The university’s testing frequency for the coronavirus will be dependent on how often an individual is on campus per week, according to the university’s testing page.
Members of the Brandeis community living on campus and individuals who come to campus three or more times a week are required to get tested twice a week, or every three to four days. Individuals who visit campus once or twice a week are required to take one test a week and those who do not visit campus on a regular basis are required to get a test every time they visit, according to the testing page. The university is administering tests which assess asymptomatic individuals within the community.
The university has multiple testing sites including the Admissions Building and the Heller School, according to the university’s testing portal. The tests will be sent to the Broad Institute, in Cambridge, MA, to check if COVID-19 is present, according to the article.
The university has administered 3,000 tests having identified three positive COVID-19 results, according to an Aug. 14 email from President Ron Liebowitz. The university expects to process up to 1,200 tests per day. As of Aug. 27, the university has conducted almost 8,000 tests from over 3,400 unique individuals with a total of six positive cases since July 14, according to Brandeis’ COVID dashboard. This equates to a 0.05 percent positivity rate as of Aug. 25, with the Massachusetts positivity rate at 1.08 percent as of Aug. 25.
If a student tests positive for the coronavirus, they will be isolated and will communicate with contact tracers to determine individuals deemed within close contact with the person who tested positive, according to Liebowtiz.
In order to get tested, members of the community must first make an appointment online using the university testing portal, according to the testing information page. Appointment times are offered in half-hour windows, according to a BrandeisNOW article, and when you arrive you must check in with staff who will give you a sample tube with a swab. Then you are assigned to medical personnel who guide you in how to administer the swab test to yourself.
Members of the community must take the swab and insert it into both nostrils, swirling it around to ensure the test has been administered properly, according to the article. After the test, the university will provide hand sanitizer for the subject and then the medical personnel cleans the surface for the next appointment.
On the university testing portal, members of the community must also indicate how often they are on campus, in order to determine how often they should receive testing. The portal is where one must complete their daily health assessment as well. The Daily Health Assessment must be completed by those who are arriving on campus or are residential members, according to the assessment tool.
The survey asks whether the individual has had any symptoms of COVID-19 including: fever, shortness of breath, cough, muscle aches, chills, headache, sore throat, diarrhea, nausea, vomiting and loss of taste or smell, according to the survey. The individual is also asked whether they have been in close contact with a person who has received a positive test result, or is presumed to have it, according to the survey. An individual must also indicate on this survey whether they have spent the last 14 days outside of the exempt states under the Massachusetts State Guidelines which include: Maine, Connecticut, New Hampshire, New Jersey, New York and Vermont, as of print time.

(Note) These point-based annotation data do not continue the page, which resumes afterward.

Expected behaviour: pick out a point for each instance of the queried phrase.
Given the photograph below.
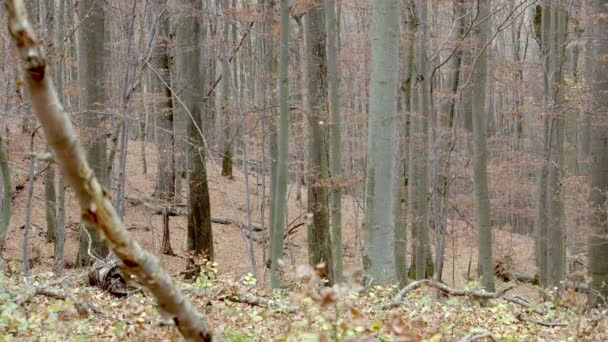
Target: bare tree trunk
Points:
(598, 79)
(188, 33)
(165, 175)
(97, 209)
(336, 137)
(6, 193)
(379, 260)
(276, 251)
(28, 209)
(91, 73)
(319, 235)
(480, 172)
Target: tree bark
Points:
(378, 260)
(188, 31)
(280, 217)
(335, 160)
(96, 206)
(319, 235)
(480, 172)
(91, 73)
(598, 79)
(165, 175)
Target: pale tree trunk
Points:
(59, 185)
(270, 84)
(480, 173)
(227, 108)
(543, 202)
(28, 208)
(319, 236)
(598, 79)
(336, 137)
(91, 73)
(276, 251)
(556, 247)
(378, 259)
(188, 31)
(49, 179)
(165, 176)
(6, 193)
(423, 251)
(96, 207)
(404, 188)
(128, 81)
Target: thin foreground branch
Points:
(96, 208)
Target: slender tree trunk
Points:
(556, 247)
(404, 186)
(28, 209)
(227, 108)
(598, 79)
(276, 252)
(480, 173)
(59, 237)
(188, 31)
(423, 251)
(92, 72)
(96, 208)
(319, 235)
(336, 137)
(6, 192)
(165, 175)
(378, 260)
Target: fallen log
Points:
(476, 337)
(541, 323)
(179, 210)
(108, 276)
(444, 288)
(96, 208)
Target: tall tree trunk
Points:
(59, 182)
(319, 236)
(543, 201)
(227, 108)
(96, 208)
(480, 172)
(6, 193)
(379, 260)
(188, 33)
(598, 79)
(336, 137)
(409, 23)
(280, 217)
(423, 251)
(91, 73)
(556, 246)
(165, 175)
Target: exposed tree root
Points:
(177, 210)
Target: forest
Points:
(304, 170)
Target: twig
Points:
(475, 337)
(544, 324)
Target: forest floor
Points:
(27, 312)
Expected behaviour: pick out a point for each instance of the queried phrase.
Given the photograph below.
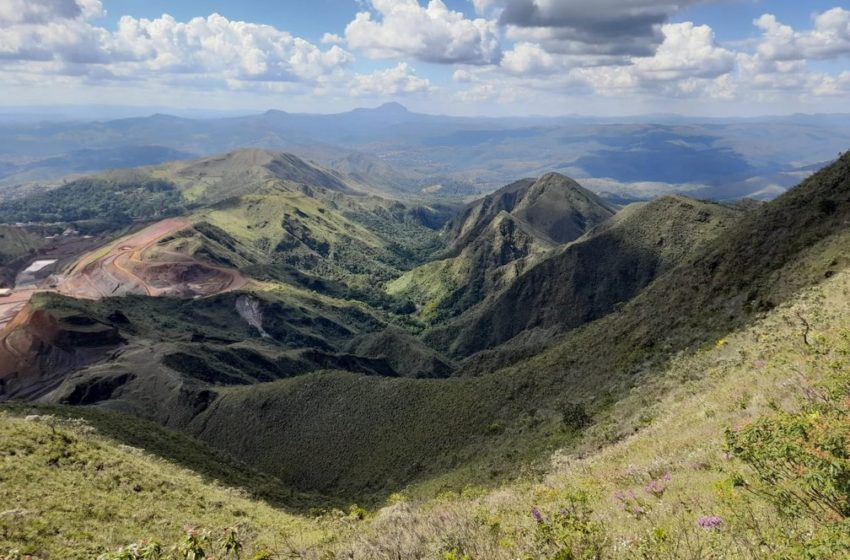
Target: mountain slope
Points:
(358, 434)
(553, 206)
(591, 276)
(496, 239)
(514, 414)
(70, 492)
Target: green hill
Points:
(72, 489)
(590, 277)
(298, 379)
(495, 239)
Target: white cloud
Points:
(393, 81)
(332, 39)
(829, 38)
(43, 11)
(431, 33)
(210, 48)
(688, 51)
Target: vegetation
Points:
(691, 406)
(98, 204)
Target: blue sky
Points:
(723, 57)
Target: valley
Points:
(351, 347)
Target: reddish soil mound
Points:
(37, 350)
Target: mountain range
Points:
(363, 341)
(396, 149)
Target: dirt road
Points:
(133, 265)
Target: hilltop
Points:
(494, 240)
(311, 363)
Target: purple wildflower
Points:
(658, 486)
(710, 522)
(536, 515)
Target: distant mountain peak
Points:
(392, 107)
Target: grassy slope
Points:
(69, 491)
(387, 432)
(588, 278)
(676, 423)
(497, 238)
(678, 420)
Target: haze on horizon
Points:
(460, 57)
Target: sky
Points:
(461, 57)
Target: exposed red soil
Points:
(35, 342)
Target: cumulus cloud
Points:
(430, 33)
(393, 81)
(43, 11)
(829, 38)
(233, 49)
(207, 47)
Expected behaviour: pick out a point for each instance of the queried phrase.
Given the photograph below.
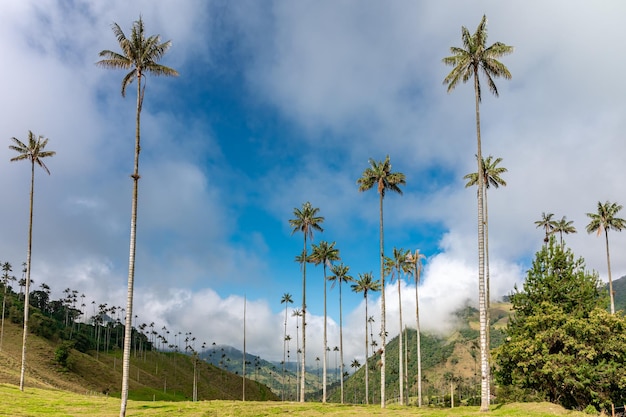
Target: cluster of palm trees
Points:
(139, 54)
(603, 220)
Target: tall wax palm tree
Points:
(467, 62)
(415, 260)
(396, 265)
(325, 253)
(564, 226)
(604, 220)
(341, 274)
(297, 313)
(366, 284)
(547, 224)
(33, 151)
(286, 299)
(306, 221)
(379, 175)
(140, 55)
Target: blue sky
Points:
(282, 102)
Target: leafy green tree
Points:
(564, 226)
(33, 151)
(306, 221)
(140, 55)
(415, 260)
(467, 62)
(286, 299)
(341, 274)
(546, 223)
(380, 176)
(325, 253)
(366, 284)
(604, 220)
(561, 342)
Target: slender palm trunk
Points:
(325, 342)
(367, 381)
(608, 263)
(482, 306)
(400, 355)
(419, 344)
(303, 366)
(131, 258)
(4, 299)
(341, 338)
(27, 284)
(284, 350)
(382, 309)
(487, 282)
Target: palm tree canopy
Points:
(139, 54)
(306, 220)
(491, 174)
(286, 299)
(397, 263)
(546, 222)
(33, 151)
(340, 272)
(365, 284)
(606, 218)
(564, 226)
(475, 57)
(325, 253)
(379, 174)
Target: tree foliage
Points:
(562, 343)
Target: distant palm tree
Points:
(606, 219)
(306, 221)
(366, 284)
(564, 226)
(33, 151)
(325, 253)
(286, 299)
(139, 55)
(297, 313)
(380, 176)
(355, 366)
(546, 223)
(395, 266)
(340, 272)
(467, 62)
(415, 260)
(6, 278)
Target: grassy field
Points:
(39, 402)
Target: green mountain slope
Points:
(153, 375)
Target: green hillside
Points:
(153, 375)
(445, 359)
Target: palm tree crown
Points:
(606, 219)
(139, 54)
(546, 223)
(475, 57)
(564, 226)
(491, 174)
(34, 151)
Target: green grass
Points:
(52, 403)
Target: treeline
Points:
(67, 319)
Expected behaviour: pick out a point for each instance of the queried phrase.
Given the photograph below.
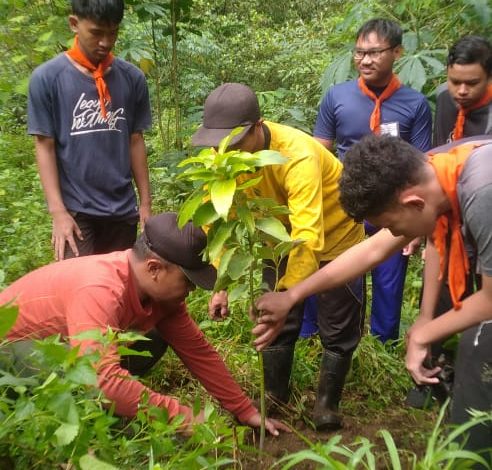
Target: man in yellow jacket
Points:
(308, 184)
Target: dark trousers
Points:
(103, 234)
(341, 313)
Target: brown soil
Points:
(407, 427)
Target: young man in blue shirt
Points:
(377, 103)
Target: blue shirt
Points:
(345, 113)
(92, 152)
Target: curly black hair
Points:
(101, 11)
(385, 29)
(472, 50)
(375, 171)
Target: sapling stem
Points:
(260, 354)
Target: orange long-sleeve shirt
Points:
(97, 292)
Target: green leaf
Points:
(273, 227)
(205, 215)
(222, 193)
(240, 291)
(66, 433)
(412, 72)
(269, 157)
(216, 243)
(89, 462)
(83, 374)
(63, 405)
(246, 217)
(250, 182)
(338, 71)
(8, 317)
(224, 261)
(239, 264)
(189, 208)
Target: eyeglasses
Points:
(375, 54)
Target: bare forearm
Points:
(432, 283)
(140, 168)
(474, 310)
(48, 173)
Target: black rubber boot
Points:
(333, 371)
(277, 365)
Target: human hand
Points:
(218, 308)
(417, 353)
(273, 426)
(273, 308)
(145, 213)
(64, 228)
(412, 247)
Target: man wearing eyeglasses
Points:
(377, 103)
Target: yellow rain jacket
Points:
(308, 185)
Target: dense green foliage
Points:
(290, 53)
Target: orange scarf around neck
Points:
(448, 167)
(75, 53)
(393, 85)
(462, 112)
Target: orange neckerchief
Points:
(448, 167)
(462, 112)
(392, 86)
(75, 53)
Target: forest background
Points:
(289, 52)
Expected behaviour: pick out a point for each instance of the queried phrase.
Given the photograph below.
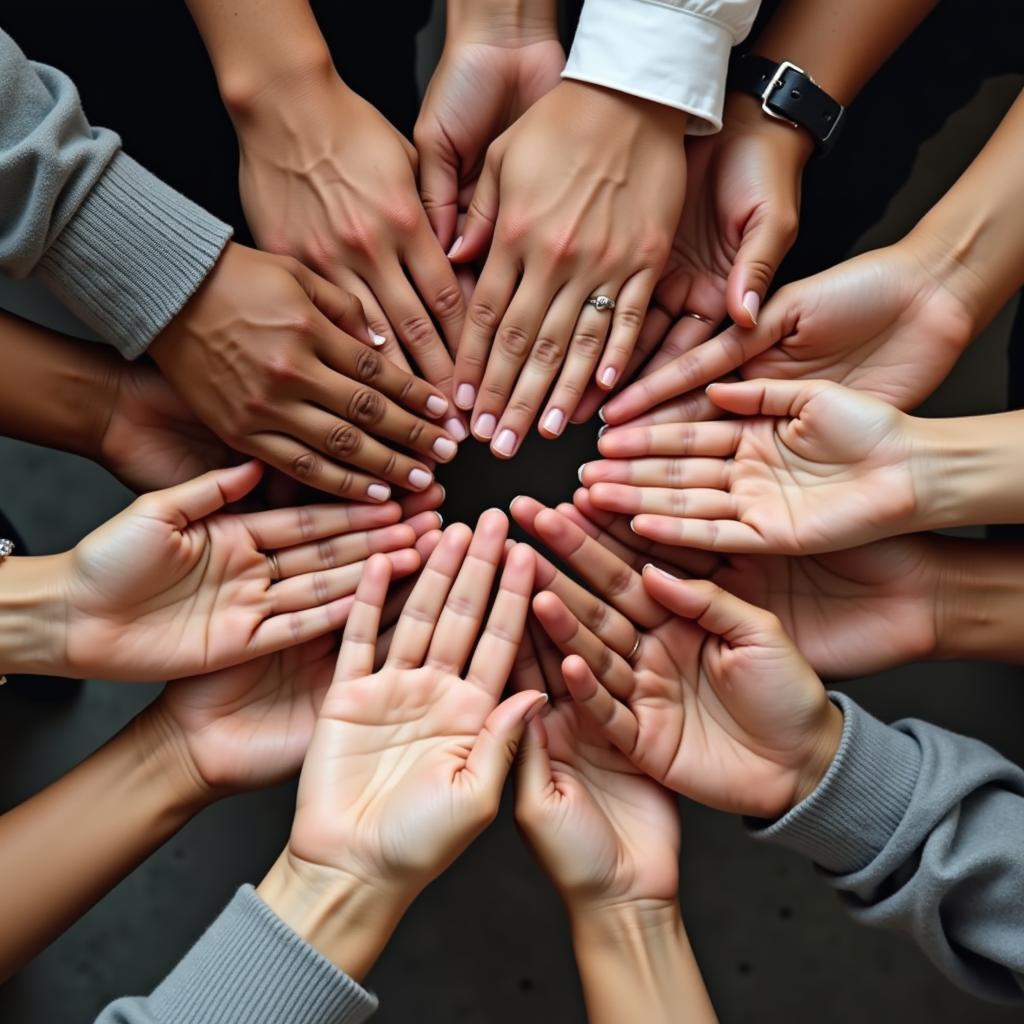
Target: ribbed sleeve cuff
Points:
(132, 255)
(849, 818)
(654, 51)
(250, 968)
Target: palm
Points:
(834, 476)
(878, 323)
(601, 827)
(249, 726)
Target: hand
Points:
(173, 586)
(884, 323)
(581, 197)
(715, 701)
(326, 178)
(850, 612)
(407, 764)
(261, 354)
(153, 439)
(488, 75)
(604, 832)
(817, 467)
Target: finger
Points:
(709, 439)
(571, 637)
(613, 718)
(495, 749)
(692, 503)
(656, 473)
(421, 611)
(359, 641)
(313, 589)
(708, 535)
(284, 527)
(631, 307)
(335, 552)
(197, 499)
(514, 339)
(460, 621)
(497, 649)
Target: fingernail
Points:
(554, 421)
(456, 428)
(506, 442)
(444, 449)
(752, 303)
(436, 406)
(537, 709)
(485, 426)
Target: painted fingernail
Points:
(554, 421)
(752, 303)
(537, 708)
(485, 426)
(444, 449)
(506, 442)
(456, 428)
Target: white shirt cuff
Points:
(674, 52)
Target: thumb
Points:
(766, 240)
(481, 216)
(197, 499)
(496, 747)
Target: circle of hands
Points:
(712, 540)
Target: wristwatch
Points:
(788, 93)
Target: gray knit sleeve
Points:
(123, 250)
(249, 968)
(921, 832)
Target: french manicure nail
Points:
(456, 428)
(752, 303)
(506, 442)
(444, 449)
(485, 426)
(436, 406)
(554, 421)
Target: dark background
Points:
(487, 942)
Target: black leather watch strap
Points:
(788, 93)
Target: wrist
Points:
(348, 920)
(34, 614)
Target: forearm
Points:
(55, 391)
(61, 850)
(635, 963)
(973, 239)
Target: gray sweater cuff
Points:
(849, 818)
(250, 967)
(131, 255)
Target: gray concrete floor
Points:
(487, 942)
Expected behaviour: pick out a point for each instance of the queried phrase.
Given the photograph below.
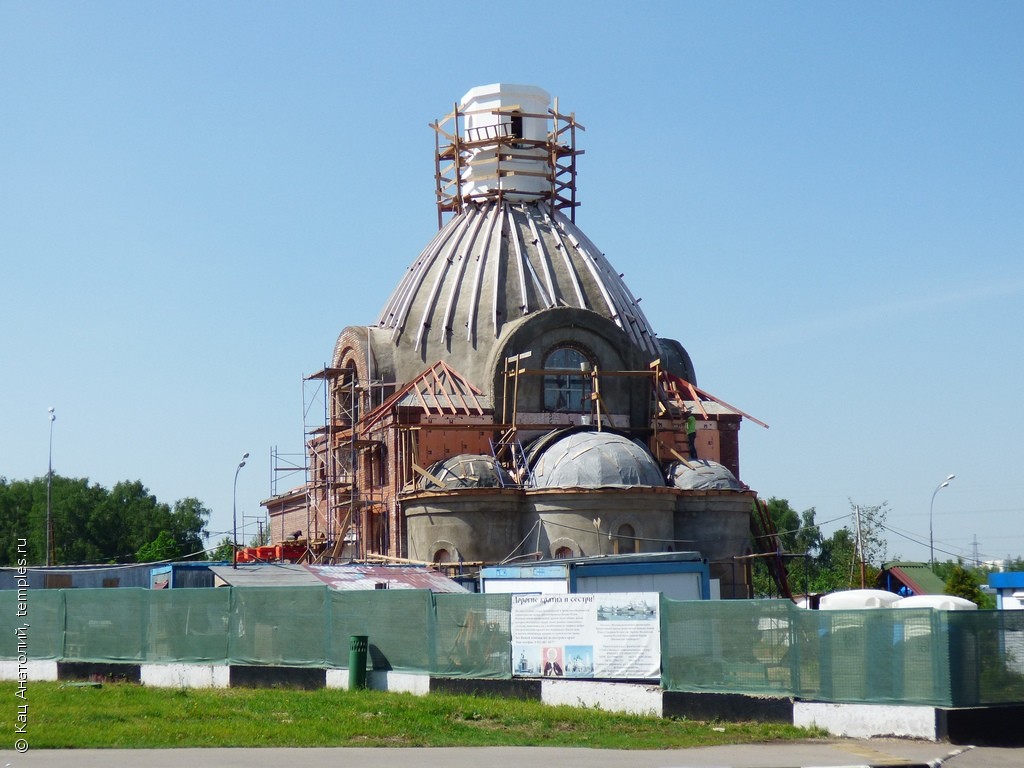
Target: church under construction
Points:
(512, 402)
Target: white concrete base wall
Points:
(185, 675)
(634, 699)
(401, 682)
(41, 670)
(867, 721)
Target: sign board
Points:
(607, 635)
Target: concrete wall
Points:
(478, 524)
(719, 524)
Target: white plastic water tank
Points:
(528, 171)
(856, 599)
(940, 602)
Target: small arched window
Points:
(567, 388)
(626, 540)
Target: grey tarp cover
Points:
(592, 460)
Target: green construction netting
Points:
(282, 626)
(44, 614)
(473, 636)
(776, 648)
(767, 647)
(187, 625)
(397, 625)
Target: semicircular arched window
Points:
(567, 387)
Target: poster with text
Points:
(610, 635)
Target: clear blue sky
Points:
(823, 202)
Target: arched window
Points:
(626, 540)
(568, 390)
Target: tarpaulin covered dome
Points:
(591, 460)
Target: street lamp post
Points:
(931, 534)
(49, 484)
(235, 514)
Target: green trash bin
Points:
(357, 662)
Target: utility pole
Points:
(49, 484)
(860, 548)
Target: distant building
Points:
(1009, 588)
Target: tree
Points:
(223, 552)
(92, 524)
(188, 519)
(160, 549)
(963, 583)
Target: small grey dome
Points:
(592, 460)
(705, 475)
(466, 471)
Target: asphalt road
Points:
(819, 754)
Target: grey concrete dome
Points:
(593, 460)
(496, 263)
(702, 475)
(466, 471)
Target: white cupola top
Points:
(506, 130)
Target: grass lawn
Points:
(121, 715)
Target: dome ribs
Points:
(439, 274)
(514, 247)
(625, 305)
(489, 242)
(526, 255)
(411, 284)
(456, 288)
(563, 252)
(542, 254)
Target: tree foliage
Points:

The Broad Institute in March 2020 converted their labs into a COVID-19 testing facility; since then the lab has processed over 400,000 COVID-19 tests, according to their website. The Broad Institute works with hospitals, clinics, nursing homes and homeless shelters, as well as colleges and universities. The Broad Institute’s partnership with the university provides pre-assembled test kits, which contain tubes and swabs. The test processing will return results within a 24 hour window of the receipt, according to their Fall 2020 College and University Testing Discussion page on their website.
The Broad Institute is providing the university with an asymptomatic community testing program, according to the university’s Student Quarantine and Isolation Policy and Procedures page. The program provides the university with testing swabs which are self administered and act as an initial screening to determine whether an individual has COVID-19. If an individual were to test positive on the initial screening test, they would then have to receive a follow-up exam which must be administered by a medical professional to confirm the positive test result, according to the page. The diagnostic test must confer with the initial screening to confirm whether a person has the virus or not.
The Broad Institute’s tests are intended for the use of detecting SARS-CoV-2 infection in the acute phase of infection, according to the Broad Institute’s COVID-19 Testing at Broad page. Positive test results on the initial screening indicate an active infection with SARS-CoV-2; however, they do not confirm co-infections with other viral or bacterial diseases, according to the page.
Testing at the university began on July 27 with the beginning phase of pilot testing. These tests were administered at the Shapiro Science Center to asymptomatic members of the community after they had scheduled an appointment online through the university’s scheduling portal. The pilot testing phase increased its number of tests leading up to the start of the academic year and return of students to campus.